Legal & General’s Phil Kennedy responded by pointing out that the economics of retaining clients for 10 to 15 years look very different to acquisition costs.
He said: “The cost dynamism of acquiring new clients puts cash flow strain on the front end but if you can absorb this then the economics can make it quite positive as most intermediaries keep most classes of business and most clients for the longer term.”
But Derby stressed that intermediaries seeking to provide whole-of-market independent advice have to meet the costs of conducting a market review every couple of years to retain their clients. Asking the audience to vote via a show of hands, he established that only 2 per cent of advisers present had written a brand new virgin income protection scheme with more than 250 lives during the past year.
“Everyone just nicks clients, and there are people in this room after my clients but they won’t admit it,” he continued. “There is no new business and if we all go chasing something that isn’t there then we will go broke.

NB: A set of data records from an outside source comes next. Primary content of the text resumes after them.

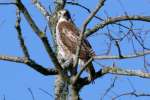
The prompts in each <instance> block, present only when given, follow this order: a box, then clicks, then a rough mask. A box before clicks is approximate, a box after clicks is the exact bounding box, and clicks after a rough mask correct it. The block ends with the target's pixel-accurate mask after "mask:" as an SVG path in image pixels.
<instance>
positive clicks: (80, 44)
mask: <svg viewBox="0 0 150 100" xmlns="http://www.w3.org/2000/svg"><path fill="white" fill-rule="evenodd" d="M104 2H105V0H99V2H98V5H97V6H96V8H95V9H94V11H93V12H92V13H91V14H90V15H89V16H88V18H87V19H86V20H85V21H84V23H83V26H82V29H81V34H80V37H79V43H78V46H77V49H76V56H75V62H74V67H76V66H77V64H78V60H79V59H78V58H79V53H80V49H81V45H82V40H83V38H84V32H85V30H86V27H87V25H88V23H89V22H90V21H91V20H92V18H93V17H94V16H95V15H96V13H97V12H98V11H99V10H100V8H102V6H103V5H104Z"/></svg>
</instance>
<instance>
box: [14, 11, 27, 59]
mask: <svg viewBox="0 0 150 100" xmlns="http://www.w3.org/2000/svg"><path fill="white" fill-rule="evenodd" d="M16 16H17V18H16V25H15V28H16V30H17V33H18V39H19V42H20V46H21V48H22V51H23V53H24V55H25V57H27V58H30V55H29V53H28V49H27V47H26V45H25V42H24V38H23V37H22V30H21V27H20V21H21V17H20V12H19V10H17V11H16Z"/></svg>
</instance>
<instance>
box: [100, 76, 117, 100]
mask: <svg viewBox="0 0 150 100" xmlns="http://www.w3.org/2000/svg"><path fill="white" fill-rule="evenodd" d="M116 80H117V77H115V78H114V79H113V81H112V83H111V84H110V86H109V87H108V88H107V89H106V91H105V93H104V94H103V95H102V97H101V99H100V100H103V98H104V97H105V96H106V95H107V94H108V93H109V92H110V91H111V89H112V88H113V87H114V86H115V82H116Z"/></svg>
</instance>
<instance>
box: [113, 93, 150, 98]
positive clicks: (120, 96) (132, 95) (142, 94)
mask: <svg viewBox="0 0 150 100" xmlns="http://www.w3.org/2000/svg"><path fill="white" fill-rule="evenodd" d="M127 95H131V96H135V97H141V96H150V94H148V93H142V92H137V91H131V92H126V93H122V94H120V95H118V96H116V97H113V98H112V100H116V99H118V98H120V97H122V96H127Z"/></svg>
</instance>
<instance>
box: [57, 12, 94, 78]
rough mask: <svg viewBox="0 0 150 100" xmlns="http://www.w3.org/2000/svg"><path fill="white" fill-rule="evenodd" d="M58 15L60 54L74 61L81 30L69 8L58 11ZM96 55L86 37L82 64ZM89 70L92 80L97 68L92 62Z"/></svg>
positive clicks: (82, 54) (80, 54)
mask: <svg viewBox="0 0 150 100" xmlns="http://www.w3.org/2000/svg"><path fill="white" fill-rule="evenodd" d="M57 16H58V22H57V25H56V43H57V46H58V55H60V56H61V57H62V58H63V59H64V60H68V59H73V60H72V61H73V62H74V61H75V54H76V48H77V45H78V40H79V36H80V34H81V32H80V31H79V30H78V29H77V27H76V26H75V24H74V23H73V22H72V20H71V16H70V14H69V12H68V11H67V10H60V11H59V12H58V13H57ZM94 55H95V54H94V52H93V50H92V48H91V46H90V44H89V42H88V41H87V40H86V39H84V40H83V41H82V45H81V50H80V53H79V64H80V66H83V65H84V64H85V63H86V62H87V61H88V60H89V59H90V58H91V57H92V56H94ZM87 71H88V73H89V80H92V79H93V78H94V75H95V69H94V67H93V64H92V62H91V63H90V64H89V65H88V66H87Z"/></svg>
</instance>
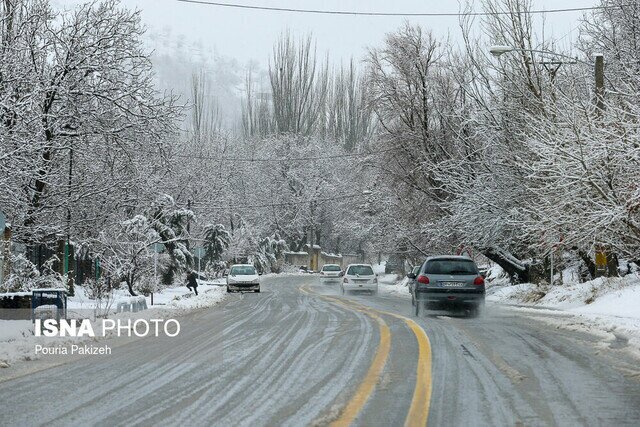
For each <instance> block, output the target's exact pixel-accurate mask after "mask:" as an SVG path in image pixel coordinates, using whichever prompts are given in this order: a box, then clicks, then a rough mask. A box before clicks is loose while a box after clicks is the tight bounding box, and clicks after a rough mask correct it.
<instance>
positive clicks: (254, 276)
mask: <svg viewBox="0 0 640 427" xmlns="http://www.w3.org/2000/svg"><path fill="white" fill-rule="evenodd" d="M246 291H253V292H260V273H258V272H257V271H256V268H255V267H254V266H253V265H251V264H235V265H232V266H231V269H230V270H229V275H228V276H227V292H246Z"/></svg>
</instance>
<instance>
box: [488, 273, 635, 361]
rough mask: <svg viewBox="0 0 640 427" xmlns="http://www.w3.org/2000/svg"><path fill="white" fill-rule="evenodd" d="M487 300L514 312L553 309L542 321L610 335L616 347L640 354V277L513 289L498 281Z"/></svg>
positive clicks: (616, 277) (525, 284)
mask: <svg viewBox="0 0 640 427" xmlns="http://www.w3.org/2000/svg"><path fill="white" fill-rule="evenodd" d="M487 300H488V301H492V302H495V303H500V304H505V305H510V306H511V308H512V309H514V310H524V311H527V310H531V309H535V310H536V311H537V312H538V313H540V312H544V310H549V314H550V315H549V316H548V317H544V316H543V317H541V319H543V320H544V321H546V322H548V323H550V324H552V325H553V326H555V327H561V328H566V329H572V330H580V331H585V332H590V333H595V334H598V335H607V336H608V337H609V338H610V341H611V342H615V343H616V345H619V346H620V347H626V346H627V345H629V346H630V347H631V349H632V350H634V351H635V352H636V353H638V354H640V277H639V276H638V275H636V274H629V275H627V276H625V277H615V278H605V277H601V278H598V279H595V280H591V281H588V282H585V283H570V284H566V285H562V286H552V287H549V286H538V285H535V284H531V283H523V284H519V285H514V286H510V285H508V283H507V282H506V281H505V280H502V279H500V278H496V279H495V280H493V281H490V282H488V286H487ZM558 314H563V315H561V316H559V315H558Z"/></svg>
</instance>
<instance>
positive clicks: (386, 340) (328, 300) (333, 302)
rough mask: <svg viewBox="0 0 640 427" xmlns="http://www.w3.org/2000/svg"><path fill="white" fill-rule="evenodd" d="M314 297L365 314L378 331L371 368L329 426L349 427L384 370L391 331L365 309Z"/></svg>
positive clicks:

The problem with income protection is that it simply isn’t sexy.”
Carlos Correia, principal, risk benefit consulting at LCP, felt that the primary problem was that the average person simply didn’t understand the limited nature of state support available if they were unable to work as a result of ill health.
He said: “The private medical insurance (PMI) industry is good at making sure that bad news about the NHS gets out but on the group risk side no-one is expressing outrage about State benefits.”
Steve Herbert, head of benefits strategy at Jelf Employee Benefits added that he felt that insufficient evidence to prove the business case for income protection was also a major problem.
He said “It’s not a problem for the very largest employers as they have their own evidence but it’s very hard to make a case with numbers for SMEs. Disability is too horrific for most people to think about but we must be more overt and in people’s faces if we want to grow the market.”